Learning through Extreme Visual Recovery

  • August 26, 2024
    Cheng Xu
    University of Sydney, Australia
    Generative AI has transformed the creation of high-quality text, images, and videos, delivering impressive results. However, a decade ago, inferring data from its limited observations, such as inpainting an image using only 1% of its pixels, was a challenge. This presentation begins with classical matrix decomposition-based image recovery, leading to the idea of extreme visual recovery. We highlight the connection to masked image modeling, which can be viewed as an extreme visual recovery task due to its high level of image data obscuration. We propose a generalized approach involving noise addition and denoising, supporting unsupervised visual pre-training and aligning with diffusion model principles. This presentation will also cover our recent works on diffusion models and their intriguing synergy with reinforcement learning.

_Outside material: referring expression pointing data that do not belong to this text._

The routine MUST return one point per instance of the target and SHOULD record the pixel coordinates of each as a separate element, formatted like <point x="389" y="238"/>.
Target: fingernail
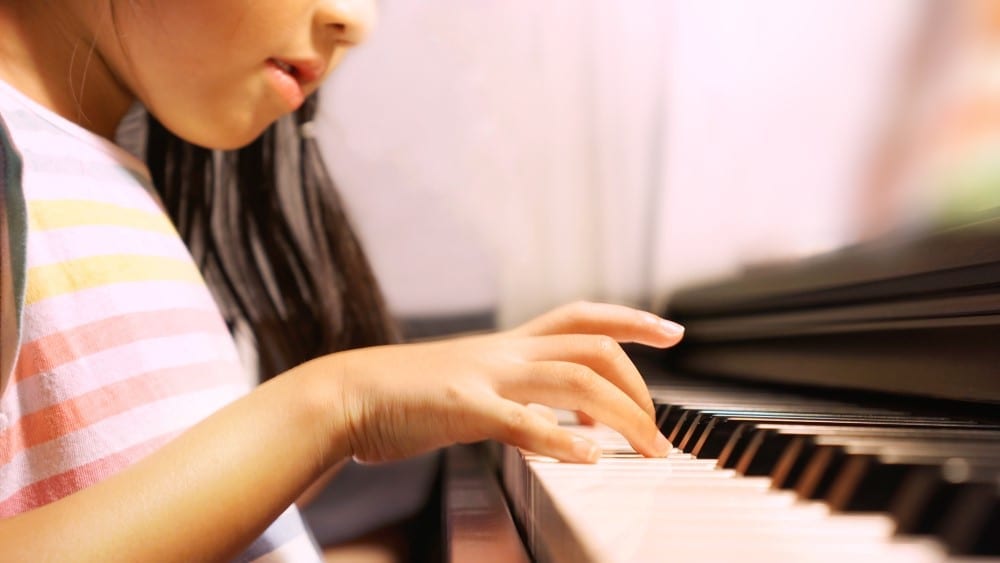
<point x="662" y="445"/>
<point x="585" y="451"/>
<point x="671" y="327"/>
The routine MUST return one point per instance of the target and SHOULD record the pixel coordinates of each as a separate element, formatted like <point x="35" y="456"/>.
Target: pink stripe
<point x="58" y="486"/>
<point x="114" y="434"/>
<point x="69" y="416"/>
<point x="107" y="367"/>
<point x="66" y="312"/>
<point x="48" y="353"/>
<point x="60" y="245"/>
<point x="98" y="190"/>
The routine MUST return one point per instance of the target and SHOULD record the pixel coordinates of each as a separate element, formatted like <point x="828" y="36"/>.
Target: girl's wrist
<point x="315" y="392"/>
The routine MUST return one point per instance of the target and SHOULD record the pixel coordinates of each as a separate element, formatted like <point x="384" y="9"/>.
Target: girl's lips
<point x="306" y="71"/>
<point x="285" y="82"/>
<point x="292" y="77"/>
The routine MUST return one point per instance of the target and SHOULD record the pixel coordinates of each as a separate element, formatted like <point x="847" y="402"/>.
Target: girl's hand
<point x="398" y="401"/>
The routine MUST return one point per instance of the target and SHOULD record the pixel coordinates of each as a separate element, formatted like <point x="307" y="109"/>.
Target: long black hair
<point x="273" y="241"/>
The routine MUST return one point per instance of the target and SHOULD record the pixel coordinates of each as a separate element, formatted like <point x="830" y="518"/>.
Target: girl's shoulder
<point x="13" y="240"/>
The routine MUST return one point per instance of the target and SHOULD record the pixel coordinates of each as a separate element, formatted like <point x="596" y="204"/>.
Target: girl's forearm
<point x="206" y="495"/>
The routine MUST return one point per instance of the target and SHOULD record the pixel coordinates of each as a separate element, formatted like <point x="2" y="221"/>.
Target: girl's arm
<point x="212" y="491"/>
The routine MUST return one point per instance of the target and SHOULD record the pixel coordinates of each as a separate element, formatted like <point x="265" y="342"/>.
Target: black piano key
<point x="685" y="420"/>
<point x="792" y="463"/>
<point x="864" y="484"/>
<point x="714" y="438"/>
<point x="694" y="431"/>
<point x="762" y="454"/>
<point x="928" y="493"/>
<point x="818" y="475"/>
<point x="733" y="449"/>
<point x="970" y="526"/>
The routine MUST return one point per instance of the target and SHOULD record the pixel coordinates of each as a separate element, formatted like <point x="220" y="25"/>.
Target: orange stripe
<point x="49" y="352"/>
<point x="64" y="484"/>
<point x="79" y="412"/>
<point x="78" y="274"/>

    Short bio: Chang Xu is an Associate Professor and Australian Research Council Future Fellow at the School of Computer Science, University of Sydney. He received the New South Wales (NSW) Government Premier's Prize for Early Career Researcher of the Year. His research interests lie in machine learning algorithms and their applications in computer vision. He has published over 100 papers in prestigious journals and top-tier conferences and has received several paper awards, including the Distinguished Paper Award at AAAI 2023 and IJCAI 2018. He has served as an area chair at NeurIPS, ICML, ICLR, KDD, CVPR, and MM, as well as an Associate Editor at IEEE T-PAMI, IEEE T-IP, and TMLR. Additionally, he was named a Top Ten Distinguished Senior PC Member at IJCAI 2017 and an Outstanding Associate Editor at IEEE T-MM in 2022.